Corrects fabricated/deprecated APIs: ext-apps App class model (not embedded resources), real MCPB v0.4 manifest (no permissions block exists), registerTool (not server.tool), @anthropic-ai/mcpb package name, CIMD preferred over DCR. Adds missing spec coverage: resources, prompts, elicitation (with capability check + fallback), sampling, roots, tool annotations, structured output, instructions field, progress/cancellation.
4.7 KiB
Auth for MCP Servers
Auth is the reason most people end up needing a remote server even when a local one would be simpler. OAuth redirects, token storage, and refresh all work cleanly when there's a real hosted endpoint to redirect back to.
The three tiers
Tier 1: No auth / static API key
Server reads a key from env. User provides it once at setup. Done.
const apiKey = process.env.UPSTREAM_API_KEY;
if (!apiKey) throw new Error("UPSTREAM_API_KEY not set");
Works for local stdio, MCPB, and remote servers alike. If this is all you need, stop here.
Tier 2: OAuth 2.0 via CIMD (preferred per spec 2025-11-25)
Client ID Metadata Document. The MCP host publishes its client metadata at an HTTPS URL and uses that URL as its client_id. Your authorization server fetches the document, validates it, and proceeds with the auth-code flow. No registration endpoint, no stored client records.
Spec 2025-11-25 promoted CIMD to SHOULD (preferred). Advertise support via client_id_metadata_document_supported: true in your OAuth AS metadata.
Server responsibilities:
- Serve OAuth Authorization Server Metadata (RFC 8414) at
/.well-known/oauth-authorization-serverwithclient_id_metadata_document_supported: true - Serve an MCP-protected-resource metadata document pointing at (1)
- At authorize time: fetch
client_idas an HTTPS URL, validate the returned client metadata, proceed - Validate bearer tokens on incoming
/mcprequests
┌─────────┐ client_id=https://... ┌──────────────┐ upstream OAuth ┌──────────┐
│ MCP host│ ──────────────────────> │ Your MCP srv │ ─────────────────> │ Upstream │
└─────────┘ <─── bearer token ───── └──────────────┘ <── access token ──└──────────┘
Tier 3: OAuth 2.0 via Dynamic Client Registration (DCR)
Backward-compat fallback — spec 2025-11-25 demoted DCR to MAY. The host discovers your registration_endpoint, POSTs its metadata to register itself as a client, gets back a client_id, then runs the auth-code flow.
Implement DCR if you need to support hosts that haven't moved to CIMD yet. Same server responsibilities as CIMD, but instead of fetching the client_id URL you run a registration endpoint that stores client records.
Client priority order: pre-registered → CIMD (if AS advertises client_id_metadata_document_supported) → DCR (if AS has registration_endpoint) → prompt user.

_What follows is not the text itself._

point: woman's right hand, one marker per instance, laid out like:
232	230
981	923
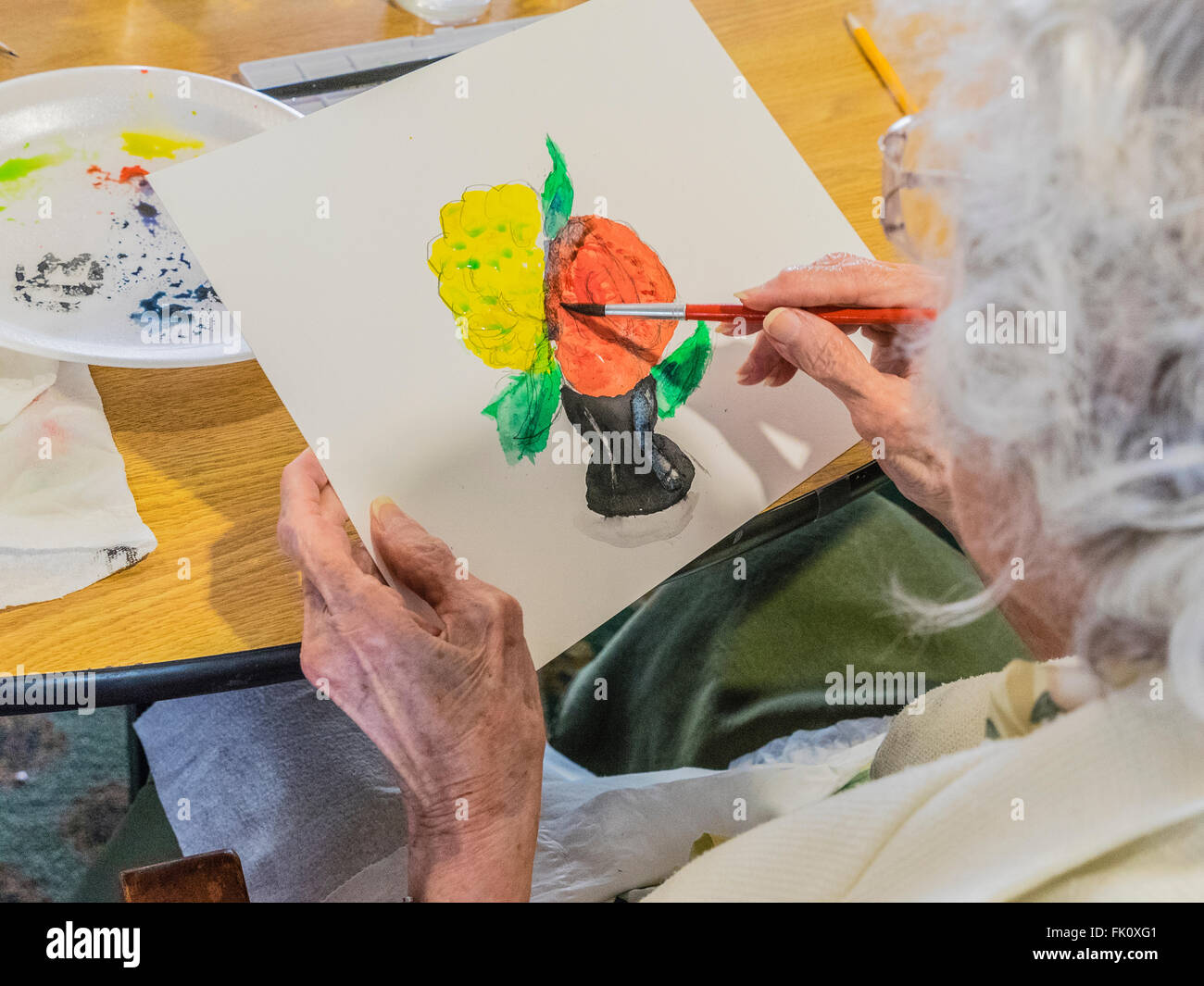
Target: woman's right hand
879	393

Hosting providers with built-in DCR/CIMD support
Several MCP-focused hosting providers handle the OAuth plumbing for you — you implement tool logic, they run the authorization server. Check their docs for current capabilities. If the user doesn't have strong hosting preferences, this is usually the fastest path to a working OAuth-protected server.
Local servers and OAuth
Local stdio servers can do OAuth (open a browser, catch the redirect on a localhost port, stash the token in the OS keychain). It's fragile:
- Breaks in headless/remote environments
- Every user re-does the dance
- No central token refresh or revocation
If OAuth is required, lean hard toward remote HTTP. If you must ship local + OAuth, the @modelcontextprotocol/sdk includes a localhost-redirect helper, and MCPB is the right packaging so at least the runtime is predictable.
Token storage
| Deployment | Store tokens in |
|---|---|
| Remote, stateless | Nowhere — host sends bearer each request |
| Remote, stateful | Session store keyed by MCP session ID (Redis, etc.) |
| MCPB / local | OS keychain (keytar on Node, keyring on Python). Never plaintext on disk. |
Token audience validation (spec MUST)
Validating "is this a valid bearer token" isn't enough. The spec requires validating "was this token minted for this server" — RFC 8707 audience. A token issued for api.other-service.com must be rejected even if the signature checks out.
Token passthrough is explicitly forbidden. Don't accept a token, then forward it upstream. If your server needs to call another service, exchange the token or use its own credentials.
SDK helpers — don't hand-roll
@modelcontextprotocol/sdk/server/auth ships:
mcpAuthRouter()— Express router for the full OAuth AS surface (metadata, authorize, token)bearerAuth— middleware that validates bearer tokens against your verifierproxyProvider— forward auth to an upstream IdP
If you're wiring auth from scratch, check these first.